Отпрянули стулья, чуфыкали столики, тиликали рюмочки — все вставали: Аркадий Аполлонович целовал Доню.
— Горько! — крикнул Терентий Нилов и взмыл тарелку — золотой ободок заплясал перед бездной, Ниночка Маркузова от злобы хрустнула пальчиками, маринист, срываясь с места, бежал на подмогу пожарным — тушить опасный участок, но уже выплывала из дверей благоухающая двухаршинная стерлядь, умиротворяя, сея порядок, благочиние; от сверкающего блюда, похожего на ладью — от сосуда светозарного, лились благословляющие лучи; под лучами набожно сникли головы, плечи, прически, проборы; пронесся молитвенный шелест салфеток.
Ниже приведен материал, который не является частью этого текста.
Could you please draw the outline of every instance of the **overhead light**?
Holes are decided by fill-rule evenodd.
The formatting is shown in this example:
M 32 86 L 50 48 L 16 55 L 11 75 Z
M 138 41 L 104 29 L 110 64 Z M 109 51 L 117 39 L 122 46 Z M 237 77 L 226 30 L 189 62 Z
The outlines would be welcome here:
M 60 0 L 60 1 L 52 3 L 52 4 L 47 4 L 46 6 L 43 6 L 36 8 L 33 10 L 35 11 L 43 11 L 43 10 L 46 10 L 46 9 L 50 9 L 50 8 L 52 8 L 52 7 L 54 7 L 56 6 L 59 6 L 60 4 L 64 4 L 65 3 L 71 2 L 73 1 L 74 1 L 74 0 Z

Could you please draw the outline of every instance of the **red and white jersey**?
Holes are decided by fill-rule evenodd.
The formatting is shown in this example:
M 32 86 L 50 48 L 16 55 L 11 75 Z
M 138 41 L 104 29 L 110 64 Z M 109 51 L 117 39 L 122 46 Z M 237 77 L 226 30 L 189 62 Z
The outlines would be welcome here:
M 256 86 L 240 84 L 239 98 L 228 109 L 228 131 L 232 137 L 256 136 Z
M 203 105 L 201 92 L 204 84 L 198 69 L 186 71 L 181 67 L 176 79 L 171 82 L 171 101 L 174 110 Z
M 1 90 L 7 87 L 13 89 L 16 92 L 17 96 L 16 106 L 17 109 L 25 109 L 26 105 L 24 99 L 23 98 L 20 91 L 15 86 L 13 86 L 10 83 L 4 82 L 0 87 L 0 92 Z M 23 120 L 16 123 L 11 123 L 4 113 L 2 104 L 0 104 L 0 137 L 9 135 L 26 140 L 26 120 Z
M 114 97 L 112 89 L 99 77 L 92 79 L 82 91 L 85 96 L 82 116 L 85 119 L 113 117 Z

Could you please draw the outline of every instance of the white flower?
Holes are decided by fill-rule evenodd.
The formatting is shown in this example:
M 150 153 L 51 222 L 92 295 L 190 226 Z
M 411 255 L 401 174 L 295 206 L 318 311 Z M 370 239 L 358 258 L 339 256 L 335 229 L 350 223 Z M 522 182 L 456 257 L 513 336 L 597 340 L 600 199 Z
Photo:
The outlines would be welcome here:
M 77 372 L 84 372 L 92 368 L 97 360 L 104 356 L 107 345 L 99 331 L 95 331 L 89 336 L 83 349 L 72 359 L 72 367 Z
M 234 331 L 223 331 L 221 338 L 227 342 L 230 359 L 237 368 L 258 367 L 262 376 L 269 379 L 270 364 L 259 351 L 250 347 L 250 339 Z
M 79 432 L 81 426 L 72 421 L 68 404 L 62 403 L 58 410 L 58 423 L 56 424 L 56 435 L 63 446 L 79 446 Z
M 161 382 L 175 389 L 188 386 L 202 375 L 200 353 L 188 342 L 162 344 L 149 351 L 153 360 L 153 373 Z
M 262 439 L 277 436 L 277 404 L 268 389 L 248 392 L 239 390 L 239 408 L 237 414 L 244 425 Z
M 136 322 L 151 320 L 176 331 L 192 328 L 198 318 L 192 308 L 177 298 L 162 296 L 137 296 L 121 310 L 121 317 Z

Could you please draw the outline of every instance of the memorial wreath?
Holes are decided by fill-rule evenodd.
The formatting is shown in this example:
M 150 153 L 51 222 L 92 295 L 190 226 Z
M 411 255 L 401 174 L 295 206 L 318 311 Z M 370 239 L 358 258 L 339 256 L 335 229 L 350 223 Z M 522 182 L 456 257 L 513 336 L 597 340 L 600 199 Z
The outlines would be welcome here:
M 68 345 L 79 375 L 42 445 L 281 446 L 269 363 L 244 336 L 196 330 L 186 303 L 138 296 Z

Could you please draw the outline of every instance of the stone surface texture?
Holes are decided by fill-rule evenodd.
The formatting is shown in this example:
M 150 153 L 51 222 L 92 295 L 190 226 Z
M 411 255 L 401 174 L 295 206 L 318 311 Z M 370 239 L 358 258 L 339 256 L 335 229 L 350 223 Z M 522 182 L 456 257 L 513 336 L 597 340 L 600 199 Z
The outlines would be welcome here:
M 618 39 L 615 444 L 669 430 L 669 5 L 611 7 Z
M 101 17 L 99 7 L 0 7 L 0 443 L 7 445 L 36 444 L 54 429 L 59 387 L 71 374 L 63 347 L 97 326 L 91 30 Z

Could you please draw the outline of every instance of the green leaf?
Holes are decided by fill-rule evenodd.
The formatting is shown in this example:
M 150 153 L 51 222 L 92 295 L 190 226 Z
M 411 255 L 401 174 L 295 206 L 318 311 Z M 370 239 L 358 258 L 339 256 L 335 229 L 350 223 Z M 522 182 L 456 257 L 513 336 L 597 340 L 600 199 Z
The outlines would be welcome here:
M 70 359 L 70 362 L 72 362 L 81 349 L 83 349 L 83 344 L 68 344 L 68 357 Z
Поэт-мистик (номер первый), получив свою порцию, прикрыл ее ладонями, откинулся на спинку стула и к потолку вознес экстатически млеющие глаза; на воротник, густо осыпанный перхотью, упали жиденькие великопостные белокурые косички; иисусистая бородка заколыхалась в трансе:
— Стерлядь!.. Русская стерлядь!.. Я вижу… Я вижу…
— Слушайте!
— Слушайте!
— Будьте любезны, вот эту бутылочку.
— Ради бога, пожалуйста.
— Слушайте! Тише!..
— Я вижу русские реки… Воды чистые… водоемы благостные. Я вижу смиренных рыбаков… В смирении сила твоя, Русь, неопалимая купина моя… Я слышу благовест вечерний… Плещутся волны речные — голубицы ясные… Странник седенький, из ковшика маленького, берестяного, кропит поля твои, благословляет руки твои… И подплывают в радости рыбы светлые, и из гнезд своих вылетают птицы ласковые. Я вижу…
— Анна, как это прекрасно!
— Лиза, надо пригласить его к нам.
— Слушайте!
— Слушайте!
— Я вижу…
Вторично умирала стерлядь, в растерзанном хвосте одиноко торчала забытая вилка.
После рябчиков пили за профессуру, за московскую alma mater, за питерскую, за казанскую.
— Выпьем еще за одну мать, — тянулся Терентий Нилов с бокалом к маринисту.